D’a : Les lignes de partage des missions sont parfois difficiles à cerner pour une personne non avertie. Qu’est-ce qui différencie l’action de l’architecte d’Arte Charpentier de l’action de l’architecte d’Arte Charpentier… intervenant dans la cellule MOEX ? 

 

Plutôt que de différence, nous parlons de complémentarité. L’architecte de conception est en charge du VISA et de la conformité architecturale, l’architecte de la cellule MOEX assure le suivi technique et la gestion financière du projet. La répartition des rôles de chacun reste attachée au contrat qui décrit chaque phase de la mission, comme pour celle des BET techniques auxquels nous sommes associés en groupement le plus souvent. Cette organisation interne nous permet de sensibiliser tous nos métiers à cet exercice du chantier. En tant que MOEX, nous apportons notre contribution du suivi quotidien de l’évolution du bâtiment, de ces adaptations possibles, des modifications souhaitées… Nous sommes le relais pour cette phase d’exécution, proximité renforcée par l’organisation de cette équipe pluridisciplinaire. 

 

En résumé, on devient coordinateur de l’ensemble de l’équipe architecte pendant la phase travaux. L’agence est mandataire d’une équipe pluridisciplinaire qui comprend aussi les ingénieurs sous la coordination de la MOEX. 

 

D’a : Quelle est la première qualité requise pour intégrer votre cellule de chantier ? 

 

D’abord d’être architecte ! Lors de la constitution de l’équipe, nous tenions absolument à ce que chacun de ses membres possède cette double culture de concepteur et de réalisateur. Dans les petites agences, c’est souvent le cas. Dans une grande agence comme la nôtre, cela allait moins forcément de soi. Mais encore une fois, nous sommes convaincus qu’il faut être un bon architecte pour être un bon maître d’œuvre d’exécution.
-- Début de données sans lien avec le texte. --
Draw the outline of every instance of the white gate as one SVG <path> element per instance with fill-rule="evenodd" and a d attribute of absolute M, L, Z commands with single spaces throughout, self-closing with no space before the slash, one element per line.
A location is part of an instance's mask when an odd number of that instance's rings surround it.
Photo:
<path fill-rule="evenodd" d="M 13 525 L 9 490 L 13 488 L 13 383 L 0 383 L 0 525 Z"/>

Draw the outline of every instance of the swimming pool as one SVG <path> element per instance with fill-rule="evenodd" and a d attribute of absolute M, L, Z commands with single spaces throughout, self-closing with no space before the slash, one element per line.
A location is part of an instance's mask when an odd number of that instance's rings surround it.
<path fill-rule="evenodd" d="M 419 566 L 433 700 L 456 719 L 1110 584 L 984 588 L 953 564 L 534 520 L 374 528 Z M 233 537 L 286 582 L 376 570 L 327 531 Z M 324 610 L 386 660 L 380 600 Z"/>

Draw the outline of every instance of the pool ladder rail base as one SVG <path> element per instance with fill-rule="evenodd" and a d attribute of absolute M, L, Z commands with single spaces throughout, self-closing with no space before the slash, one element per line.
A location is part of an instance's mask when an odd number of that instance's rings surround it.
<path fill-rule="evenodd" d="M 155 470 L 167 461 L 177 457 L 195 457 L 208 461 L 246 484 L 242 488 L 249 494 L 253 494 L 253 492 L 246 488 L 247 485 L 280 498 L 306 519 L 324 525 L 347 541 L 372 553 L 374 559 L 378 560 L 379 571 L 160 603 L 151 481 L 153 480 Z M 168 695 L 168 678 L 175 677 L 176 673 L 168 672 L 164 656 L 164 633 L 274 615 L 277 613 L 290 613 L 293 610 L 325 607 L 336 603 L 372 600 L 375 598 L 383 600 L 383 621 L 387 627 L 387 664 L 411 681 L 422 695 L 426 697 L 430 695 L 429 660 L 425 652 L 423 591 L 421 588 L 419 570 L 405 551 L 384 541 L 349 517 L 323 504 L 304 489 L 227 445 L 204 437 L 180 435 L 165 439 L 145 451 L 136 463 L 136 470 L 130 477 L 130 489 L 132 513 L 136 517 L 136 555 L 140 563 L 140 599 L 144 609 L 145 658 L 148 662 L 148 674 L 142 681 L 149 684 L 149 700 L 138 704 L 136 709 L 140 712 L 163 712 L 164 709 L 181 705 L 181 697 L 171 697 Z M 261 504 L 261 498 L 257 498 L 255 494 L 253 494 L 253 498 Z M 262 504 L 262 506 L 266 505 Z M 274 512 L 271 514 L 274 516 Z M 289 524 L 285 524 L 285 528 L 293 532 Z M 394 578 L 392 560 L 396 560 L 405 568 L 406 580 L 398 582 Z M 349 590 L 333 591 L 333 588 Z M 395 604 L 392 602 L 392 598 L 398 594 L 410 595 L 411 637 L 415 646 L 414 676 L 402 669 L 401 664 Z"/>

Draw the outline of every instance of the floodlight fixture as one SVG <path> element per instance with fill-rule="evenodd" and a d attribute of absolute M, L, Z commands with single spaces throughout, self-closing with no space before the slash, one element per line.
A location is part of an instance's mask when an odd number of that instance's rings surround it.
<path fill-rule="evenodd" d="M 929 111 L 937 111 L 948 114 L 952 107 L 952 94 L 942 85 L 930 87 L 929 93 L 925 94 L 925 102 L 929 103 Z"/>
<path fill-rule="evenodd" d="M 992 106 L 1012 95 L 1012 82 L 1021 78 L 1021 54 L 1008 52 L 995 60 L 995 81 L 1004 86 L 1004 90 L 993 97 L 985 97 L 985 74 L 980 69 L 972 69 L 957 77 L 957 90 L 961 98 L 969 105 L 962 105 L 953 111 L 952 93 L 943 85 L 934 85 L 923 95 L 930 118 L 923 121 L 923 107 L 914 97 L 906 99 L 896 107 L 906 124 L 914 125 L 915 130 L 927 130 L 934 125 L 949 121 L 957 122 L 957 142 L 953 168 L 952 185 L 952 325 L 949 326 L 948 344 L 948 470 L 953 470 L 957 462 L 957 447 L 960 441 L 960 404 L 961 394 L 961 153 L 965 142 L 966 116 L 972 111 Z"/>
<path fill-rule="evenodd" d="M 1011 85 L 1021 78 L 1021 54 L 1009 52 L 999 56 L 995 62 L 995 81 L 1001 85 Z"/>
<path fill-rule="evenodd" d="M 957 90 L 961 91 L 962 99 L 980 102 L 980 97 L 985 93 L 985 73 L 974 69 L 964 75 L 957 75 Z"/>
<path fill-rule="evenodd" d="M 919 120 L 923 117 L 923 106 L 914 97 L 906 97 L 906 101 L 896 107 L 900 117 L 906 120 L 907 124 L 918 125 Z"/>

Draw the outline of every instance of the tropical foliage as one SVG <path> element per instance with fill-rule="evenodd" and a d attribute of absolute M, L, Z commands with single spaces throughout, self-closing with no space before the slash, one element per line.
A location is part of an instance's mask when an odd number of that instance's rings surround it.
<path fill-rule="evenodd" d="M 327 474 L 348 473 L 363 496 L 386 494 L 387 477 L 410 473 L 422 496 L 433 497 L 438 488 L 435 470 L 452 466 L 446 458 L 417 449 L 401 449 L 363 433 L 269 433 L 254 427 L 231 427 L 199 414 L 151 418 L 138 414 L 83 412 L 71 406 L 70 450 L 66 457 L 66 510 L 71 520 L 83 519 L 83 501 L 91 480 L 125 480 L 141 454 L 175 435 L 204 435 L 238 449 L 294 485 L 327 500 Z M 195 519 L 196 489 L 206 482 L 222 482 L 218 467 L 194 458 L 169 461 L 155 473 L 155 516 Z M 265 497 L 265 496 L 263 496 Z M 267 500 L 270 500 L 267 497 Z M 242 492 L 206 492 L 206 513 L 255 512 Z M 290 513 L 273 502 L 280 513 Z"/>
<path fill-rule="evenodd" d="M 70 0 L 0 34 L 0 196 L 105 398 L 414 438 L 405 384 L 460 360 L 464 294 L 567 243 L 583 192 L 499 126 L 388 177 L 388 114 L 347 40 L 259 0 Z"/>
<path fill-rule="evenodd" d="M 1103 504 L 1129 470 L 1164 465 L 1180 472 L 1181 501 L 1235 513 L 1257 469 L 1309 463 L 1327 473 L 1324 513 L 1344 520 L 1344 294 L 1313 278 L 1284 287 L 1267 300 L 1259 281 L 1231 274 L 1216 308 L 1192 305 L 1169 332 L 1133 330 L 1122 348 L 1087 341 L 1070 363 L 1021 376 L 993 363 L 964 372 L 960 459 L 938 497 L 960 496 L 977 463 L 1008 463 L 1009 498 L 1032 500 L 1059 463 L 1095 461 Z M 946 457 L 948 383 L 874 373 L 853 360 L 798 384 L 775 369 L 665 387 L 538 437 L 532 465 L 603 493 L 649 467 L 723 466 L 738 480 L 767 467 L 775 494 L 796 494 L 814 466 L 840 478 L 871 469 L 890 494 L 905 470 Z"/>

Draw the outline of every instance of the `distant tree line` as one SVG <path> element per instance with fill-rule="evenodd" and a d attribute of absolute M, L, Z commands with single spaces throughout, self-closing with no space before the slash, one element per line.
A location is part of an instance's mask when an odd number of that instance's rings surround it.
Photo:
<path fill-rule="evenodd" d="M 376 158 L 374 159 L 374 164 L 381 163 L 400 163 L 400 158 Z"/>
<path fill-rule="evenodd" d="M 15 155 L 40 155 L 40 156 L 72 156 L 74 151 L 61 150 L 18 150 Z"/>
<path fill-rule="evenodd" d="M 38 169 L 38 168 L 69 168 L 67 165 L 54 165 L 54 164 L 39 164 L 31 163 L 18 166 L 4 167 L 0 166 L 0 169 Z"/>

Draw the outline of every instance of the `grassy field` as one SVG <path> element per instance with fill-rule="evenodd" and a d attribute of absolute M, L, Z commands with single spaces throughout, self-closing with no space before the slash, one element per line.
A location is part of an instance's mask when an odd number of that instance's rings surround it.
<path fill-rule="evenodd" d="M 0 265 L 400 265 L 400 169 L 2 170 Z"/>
Il faut ensuite avoir l’expertise très technique que requiert le suivi de chantier, être rigoureux pour assurer la partie administrative et organisationnelle de la mission, être assez psychologue et diplomate pour gérer les rapports humains parfois tendus… et surtout aimer le chantier, le terrain, le plaisir de voir un bâtiment sortir de terre. Nous n’excluons pas d’intégrer des profils au double cursus architecte-ingénieur. Mais nous restons attachés à notre identité d’architecte.